US Congress bill pushing for democracy in Egypt

Abdel-Rahman Hussein
3 Min Read

CAIRO: A bill referred to the Committee on Foreign Relations in the US Congress last week and co-sponsored by former presidential candidate John McCain, is calling for supporting democracy and civil liberties in Egypt.

The proposed bill, Senate Resolution 586, put forward by Democrat Senator Russell Feingold, and entitled “A resolution supporting democracy, human rights, and civil liberties in Egypt”, is to be discussed in the foreign relations committee, but there is no guarantee that it will move to the house floor.

The text of the bill noted that “authorities in Egypt continue to harass, intimidate, arbitrarily detain, and engage in violence against peaceful demonstrators, journalists, human rights activists, and bloggers.”

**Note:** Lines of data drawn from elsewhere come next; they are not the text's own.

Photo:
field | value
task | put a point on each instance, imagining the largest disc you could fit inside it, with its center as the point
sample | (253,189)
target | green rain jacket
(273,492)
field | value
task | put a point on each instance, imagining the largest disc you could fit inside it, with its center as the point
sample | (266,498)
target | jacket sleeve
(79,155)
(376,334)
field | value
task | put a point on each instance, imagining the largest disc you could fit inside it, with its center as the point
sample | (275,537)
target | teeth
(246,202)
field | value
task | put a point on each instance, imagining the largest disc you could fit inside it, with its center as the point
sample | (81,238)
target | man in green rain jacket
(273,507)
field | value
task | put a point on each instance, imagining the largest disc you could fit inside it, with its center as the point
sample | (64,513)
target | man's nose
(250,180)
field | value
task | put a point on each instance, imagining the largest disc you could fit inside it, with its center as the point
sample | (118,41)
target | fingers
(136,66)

It added that “despite President Hosni Mubarak’s pledge in 2005 that Egypt’s controversial emergency law would only be used to fight terrorism and that he planned to abolish the state of emergency and adopt new antiterrorism legislation as an alternative, in May 2010, the Government of Egypt again extended the emergency law, which has been in place continuously since 1981, for another two years, giving police broad powers of arrest and allowing indefinite detention without charge.”

Bills of this kind are often proposed to the foreign relations committee, but never make it out of there. Last year a similar bill calling for more democratization in Egypt did not make it out of the foreign relations committee to be voted on in Congress.

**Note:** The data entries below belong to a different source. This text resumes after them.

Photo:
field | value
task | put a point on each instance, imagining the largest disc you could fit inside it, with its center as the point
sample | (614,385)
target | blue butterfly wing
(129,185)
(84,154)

The latest resolution called on US President Barack Obama and his Secretary of State Hillary Clinton “to make respect for basic human rights and democratic freedoms a priority in the ongoing relationship and dialogue between the Governments of the United States and Egypt.”

Additionally, it requested of them to “broaden the engagement of the United States Government with the people of Egypt and support efforts in the country to help promote human rights and democratic reform, including by providing appropriate funding to international and domestic election observers, as well as to civil society organizations for democracy and governance activities.”

The proposed bill has not been favorably received in Egypt and was the subject of discussion on the “90 Minutes” a talk show on Mehwar satellite channel Tuesday night.

Editor of the semi-official Al-Gomhoriya newspaper Mohamed Ali Ibrahim said during the show that the US shouldn’t be asking for the emergency law to be repealed when they have their own version of the law but under a different moniker, namely its anti-terrorism law.

An official from the US Embassy in Cairo, Haynes Mahony, called in on the show and said the bill wasn’t meant to be an intervention in Egyptian affairs but was part of US policy to promote democracy, human rights and civil liberties across the globe.